Up until the 1968 Olympic Games, Dick Fosbury was mocked. His unusual high-jump style, attempting to leap over the bar with his back arched, caused him to be dubbed cruel names by the US media. “The laziest high-jumper in the world”; “a fish flopping into a boat”; “a two-legged camel,” referring to his jaunty run-up. The Los Angeles Times thought he looked like “a guy being pushed out of a 30-storey window”.
But Fosbury’s ability to harness their words and channel them into something positive was one of his many strengths. “As an athlete you’re a performer,” he said. “All of us doing sports, we love attention. So if you’re getting some attention – even if you’re being laughed at – that’s a good thing. I took it as they were not ridiculing me but enjoying something radically different.”
One criticism did sting. Fosbury, who has died aged 76, was only 21 when he reached the Mexico City Olympics in ‘68. His technique was the talk of the track, and a couple of revered German coaches took it upon themselves to pull him aside and deliver a hard truth: for as long as he continued using that maverick style, he would never succeed at high jump.
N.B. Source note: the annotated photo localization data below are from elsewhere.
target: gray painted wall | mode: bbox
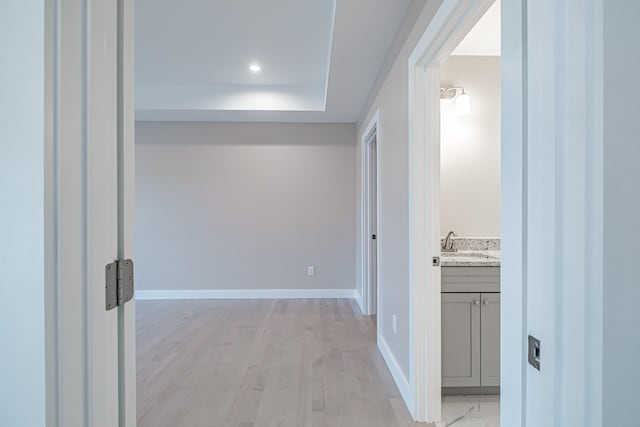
[440,56,501,237]
[136,122,357,292]
[603,1,640,425]
[0,1,46,425]
[357,0,443,378]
He told them: “I’m going to use what I’ve got, and we’ll see the results.”
Five years earlier Fosbury had been ready to give up the sport. He was struggling with the on-trend scissor technique, and when his high-school coach encouraged him to try the more traditional ‘Western roll’, results got worse. He decided to try one more track meet, with an adaptation of the scissor jump he had been working on in which he raised his hips over the bar, and that day the seeds of the Fosbury Flop were sown.
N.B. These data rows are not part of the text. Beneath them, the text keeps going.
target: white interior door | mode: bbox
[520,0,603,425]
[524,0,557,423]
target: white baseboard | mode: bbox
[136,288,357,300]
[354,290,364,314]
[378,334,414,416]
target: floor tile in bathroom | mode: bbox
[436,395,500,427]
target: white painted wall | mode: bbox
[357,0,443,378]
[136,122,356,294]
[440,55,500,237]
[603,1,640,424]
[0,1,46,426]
The method immediately added several inches to his personal best and, four months before the Olympics, a relatively unknown Fosbury won the US national college championships. There were still doubts about his technique and concerns were raised over safety, with good reason – foam mats were not yet widely in place for the high jump and Fosbury damaged his spine, significantly enough to avoid conscription to war in Vietnam. But he ignored the scepticism, not least of his own coach, and won the Olympic trials two weeks later to earn a surprise place at the Games.
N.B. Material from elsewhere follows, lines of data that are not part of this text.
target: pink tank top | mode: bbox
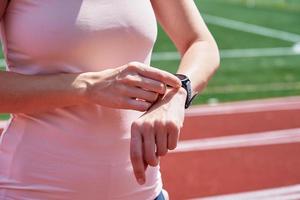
[0,1,162,199]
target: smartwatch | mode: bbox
[174,74,197,109]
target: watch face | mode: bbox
[175,74,188,81]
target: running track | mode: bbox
[161,96,300,199]
[1,97,300,199]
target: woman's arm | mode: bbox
[0,1,8,20]
[0,71,83,113]
[0,62,181,114]
[151,0,220,93]
[130,0,220,185]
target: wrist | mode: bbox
[163,87,187,104]
[71,72,92,104]
[148,87,186,113]
[73,70,116,105]
[176,86,188,98]
[173,73,197,108]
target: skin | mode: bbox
[130,0,220,185]
[0,0,220,186]
[0,0,8,19]
[0,62,181,113]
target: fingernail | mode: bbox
[138,178,145,185]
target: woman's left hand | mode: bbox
[130,87,187,185]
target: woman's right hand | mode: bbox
[75,62,181,111]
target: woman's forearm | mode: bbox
[0,71,85,114]
[150,0,220,97]
[176,39,220,96]
[0,62,182,114]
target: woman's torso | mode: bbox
[0,1,162,199]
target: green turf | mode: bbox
[152,0,300,105]
[196,90,300,105]
[223,0,300,13]
[1,0,300,120]
[196,0,300,34]
[154,24,292,52]
[0,114,9,120]
[152,55,300,104]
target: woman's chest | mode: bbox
[4,0,157,66]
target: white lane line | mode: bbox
[173,128,300,153]
[192,184,300,200]
[203,82,300,94]
[151,47,300,61]
[187,96,300,116]
[274,194,300,200]
[203,14,300,43]
[151,52,180,61]
[221,46,300,58]
[0,59,6,67]
[0,121,8,129]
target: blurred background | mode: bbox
[1,0,300,199]
[151,0,300,105]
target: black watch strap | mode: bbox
[174,74,197,109]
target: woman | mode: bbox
[0,0,219,199]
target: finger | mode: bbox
[122,98,151,111]
[142,123,159,167]
[154,122,168,157]
[130,125,146,185]
[134,76,166,95]
[119,85,159,102]
[122,74,166,94]
[143,159,148,171]
[143,147,149,171]
[167,122,180,150]
[129,62,181,88]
The spectators on that October day in Mexico City were rapt. Fosbury knew how to work a crowd – he was a performer in his own eyes, after all – and he would build them into a frenzy before showing off his trick, so that when it came to the decisive moment the entire crowd was willing him to succeed. “By the time we reached the gold medal height, everyone in the stadium was silent,” he remembered. “Once I cleared it with space between my body and my bar, I’ll never forget that feeling.”
Fosbury’s shock gold medal was a story of innovation and ingenuity, but also one of daring to be different – of what can happen when you ignore what other people think. Fosbury was not like the others; this was a man who had missed the opening ceremony to drive out into the desert on his own and watch the sun set. High jump’s revolution required a man to hear his critics and do it anyway.
Even after winning Olympic gold, many of his fiercest rivals continued to shun the Fosbury Flop, and it was only those younger jumpers or those on the fringes of the elite who embraced this new idea; it took a generation to fully take hold of the event.
Fosbury’s story brings to mind Wilt Chamberlain, one of the greatest NBA players of all time, but whose free-throw success was woeful. For one season Chamberlain switched to an ungainly underhand technique and his scoring percentage shot up. But the “granny shot” drew derision and he stopped, and returned to struggling the traditional way. Chamberlain even hired a psychiatrist, who worked with him intensely on the court on the traditional method, but to no avail. “After a month, the psychiatrist was a better free thrower than I was,” he joked.
Pride got in Chamberlain’s way, but despite the attempts to ridicule Fosbury, he never wavered. There is an irony, then, that it wasn’t the doubt but the glory which knocked him off his stride. Fosbury liked attention but only up to a point, and he soon discovered he preferred punching up, not looking down. “I didn’t want to be on a pedestal. I received my medal and I wanted to be back on the ground with everyone else.”
He retired after failing to qualify for the 1972 Olympics and studied engineering, a fitting topic for a man who rewrote the mechanics of his sport. His legacy lives on: the high jump provided one of the iconic moments of Tokyo 2020 when two rivals, Mutaz Essa Barshim and Gianmarco Tamberi, agreed to share gold, and both won it deploying the Fosbury Flop, of course. “I never imagined that it would become universal,” he once said. Fosbury was humble as well as talented, but mostly he was brave; the pioneer who turned cynicism into gold.